(AP Photo/Atlanta Journal-Constitution, Hyosub Shin)
David Worley, member of State Election Board, speaks as Brian Kemp (right), chairman of State Election Board, listens during a special meeting to lay out the case of alleged voter registration fraud against the New Georgia Project at the Georgia State Capitol on Wednesday, September 17, 2014.
This article originally appeared at Facing South, the website published by the Institute for Southern Studies.
While states across the country including Georgia have passed laws imposing new requirements on voters, the nonpartisan New Georgia Project has fought back against the forces of voter suppression with a massive voter registration effort.
But the effort has faced backlash in the form of a controversial fraud investigation by Georgia's Republican secretary of state.
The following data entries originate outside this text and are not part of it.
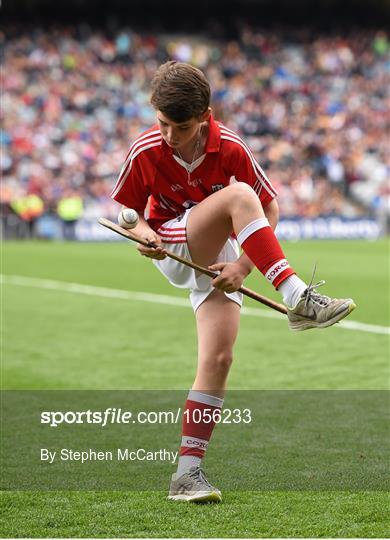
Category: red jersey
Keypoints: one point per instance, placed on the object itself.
(152, 170)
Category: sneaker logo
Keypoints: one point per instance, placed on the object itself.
(192, 443)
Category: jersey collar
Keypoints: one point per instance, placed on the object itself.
(213, 140)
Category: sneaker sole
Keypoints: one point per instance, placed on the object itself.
(305, 324)
(201, 497)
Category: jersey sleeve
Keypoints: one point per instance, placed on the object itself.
(131, 188)
(246, 169)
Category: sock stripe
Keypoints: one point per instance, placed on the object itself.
(206, 399)
(187, 441)
(276, 269)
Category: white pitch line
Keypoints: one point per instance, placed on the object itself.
(121, 294)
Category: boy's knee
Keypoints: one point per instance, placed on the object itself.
(219, 363)
(243, 193)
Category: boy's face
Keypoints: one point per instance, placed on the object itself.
(179, 135)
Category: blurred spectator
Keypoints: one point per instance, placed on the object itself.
(70, 210)
(313, 108)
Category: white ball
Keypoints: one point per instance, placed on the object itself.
(128, 218)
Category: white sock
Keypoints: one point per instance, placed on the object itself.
(292, 289)
(185, 463)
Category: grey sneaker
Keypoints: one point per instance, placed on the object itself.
(317, 311)
(193, 487)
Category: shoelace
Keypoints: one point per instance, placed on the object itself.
(199, 476)
(312, 294)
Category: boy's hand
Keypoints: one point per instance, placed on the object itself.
(231, 276)
(152, 253)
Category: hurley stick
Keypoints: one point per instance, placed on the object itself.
(247, 292)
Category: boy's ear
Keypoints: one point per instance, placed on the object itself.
(206, 115)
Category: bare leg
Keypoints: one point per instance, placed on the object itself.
(217, 325)
(213, 220)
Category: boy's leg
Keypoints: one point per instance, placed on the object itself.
(217, 326)
(237, 208)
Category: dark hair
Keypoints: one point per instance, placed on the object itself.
(180, 91)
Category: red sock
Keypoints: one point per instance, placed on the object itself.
(259, 242)
(198, 423)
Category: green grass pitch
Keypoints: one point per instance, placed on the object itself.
(57, 339)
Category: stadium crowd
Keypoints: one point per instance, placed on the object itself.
(314, 110)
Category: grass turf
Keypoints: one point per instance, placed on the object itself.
(56, 339)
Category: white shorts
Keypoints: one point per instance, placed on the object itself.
(174, 237)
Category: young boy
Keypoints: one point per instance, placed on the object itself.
(204, 189)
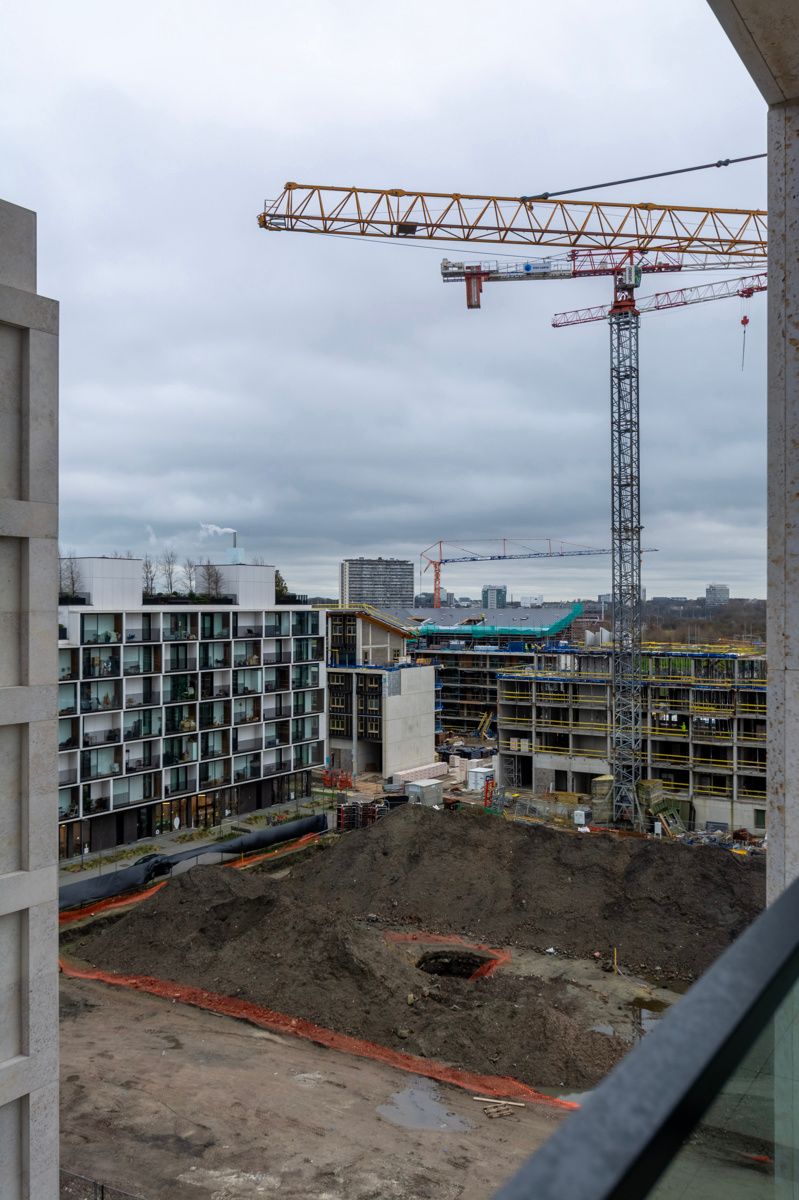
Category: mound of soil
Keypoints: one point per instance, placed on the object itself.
(312, 945)
(668, 909)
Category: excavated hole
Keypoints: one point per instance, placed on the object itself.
(461, 964)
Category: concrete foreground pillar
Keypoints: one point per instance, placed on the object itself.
(784, 497)
(29, 1128)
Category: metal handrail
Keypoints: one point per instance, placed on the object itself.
(628, 1132)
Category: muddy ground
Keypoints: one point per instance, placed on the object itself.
(313, 945)
(172, 1103)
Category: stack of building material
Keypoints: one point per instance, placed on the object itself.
(432, 771)
(478, 777)
(426, 791)
(601, 792)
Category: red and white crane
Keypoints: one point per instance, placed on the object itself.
(721, 289)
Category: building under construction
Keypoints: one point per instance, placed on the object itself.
(469, 649)
(703, 727)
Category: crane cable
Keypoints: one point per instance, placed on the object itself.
(638, 179)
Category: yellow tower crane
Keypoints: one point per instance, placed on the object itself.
(604, 238)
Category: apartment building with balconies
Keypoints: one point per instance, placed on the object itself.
(703, 727)
(178, 715)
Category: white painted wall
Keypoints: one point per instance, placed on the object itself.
(409, 720)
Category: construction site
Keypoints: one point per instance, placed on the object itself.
(457, 961)
(394, 973)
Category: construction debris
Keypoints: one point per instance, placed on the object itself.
(310, 945)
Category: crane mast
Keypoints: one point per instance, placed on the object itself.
(625, 535)
(602, 238)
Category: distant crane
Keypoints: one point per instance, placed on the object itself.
(626, 270)
(630, 232)
(438, 561)
(722, 289)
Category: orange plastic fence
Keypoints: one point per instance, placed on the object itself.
(496, 1086)
(100, 906)
(96, 907)
(282, 849)
(498, 957)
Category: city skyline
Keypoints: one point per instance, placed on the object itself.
(332, 399)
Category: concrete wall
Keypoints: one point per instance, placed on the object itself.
(376, 645)
(110, 582)
(28, 726)
(408, 719)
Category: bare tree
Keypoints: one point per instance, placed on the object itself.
(148, 576)
(210, 579)
(70, 582)
(168, 564)
(190, 574)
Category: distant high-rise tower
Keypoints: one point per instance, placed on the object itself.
(384, 582)
(716, 594)
(494, 595)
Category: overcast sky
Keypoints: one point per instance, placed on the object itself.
(329, 397)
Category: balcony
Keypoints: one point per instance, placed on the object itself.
(180, 780)
(98, 763)
(703, 1104)
(101, 629)
(145, 631)
(215, 657)
(68, 804)
(100, 737)
(215, 627)
(100, 705)
(67, 665)
(215, 774)
(275, 768)
(142, 762)
(179, 689)
(248, 744)
(215, 745)
(246, 767)
(180, 630)
(146, 699)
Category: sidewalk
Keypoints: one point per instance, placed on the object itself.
(169, 843)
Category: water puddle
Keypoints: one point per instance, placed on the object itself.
(564, 1093)
(418, 1107)
(647, 1011)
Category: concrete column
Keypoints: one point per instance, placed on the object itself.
(784, 498)
(29, 1150)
It's also embroiled in a lawsuit over the state's alleged failure to process more than 40,000 new voter registrations.
NGP began in March 2013 with 60 canvassers focusing on enrolling Georgians for health care under the Affordable Care Act. It turned its focus to voter registration as conversation after conversation made clear the need to empower disadvantaged voters, said NGP founder and Georgia state Rep. Stacey Abrams (D-Atlanta).
NGP estimates that around 800,000 people of color, voters between the ages of 18 and 29, and unmarried women-what the group calls the "Rising American Electorate"-were unregistered to vote in Georgia at the beginning of this year. Since March 16, NGP has hired canvassers and supported 12 partner organizations that say they have registered 120,000 new voters.
"The goal is to really create an infrastructure that allows this emerging majority to become not only the largest part of the population, but the political power in the state," Abrams said.
With two extremely close races for governor and U.S. Senate this year, registering 120,000 new voters is a big deal. (Gov. Nathan Deal, a Republican, won the 2010 election by a margin of 260,000 votes.) Early voting began on Sunday, Oct. 13, the first Sunday with early voting in Georgia's history.
A recent study by former NAACP President Ben Jealous for the Center for American Progress and the Southern Elections Foundation found that if 60 percent of unregistered African Americans and other people of color in Georgia registered to vote, their votes would likely be enough to sway statewide elections.
But some Georgia Republicans have sounded alarm bells about NGP's efforts. Georgia Secretary of State Brian Kemp subpoenaed NGP last month as part of an investigation into alleged voter fraud. Kemp said that 25 of the voter registration forms the group submitted could lead to prosecutions for fraud.
Rev. Dr. Raphael Warnock, the senior pastor at First Ebenezer Baptist Church in Atlanta and a spokesperson for NGP, said that many people of color in Georgia saw the tactics as part of a long history of voter suppression.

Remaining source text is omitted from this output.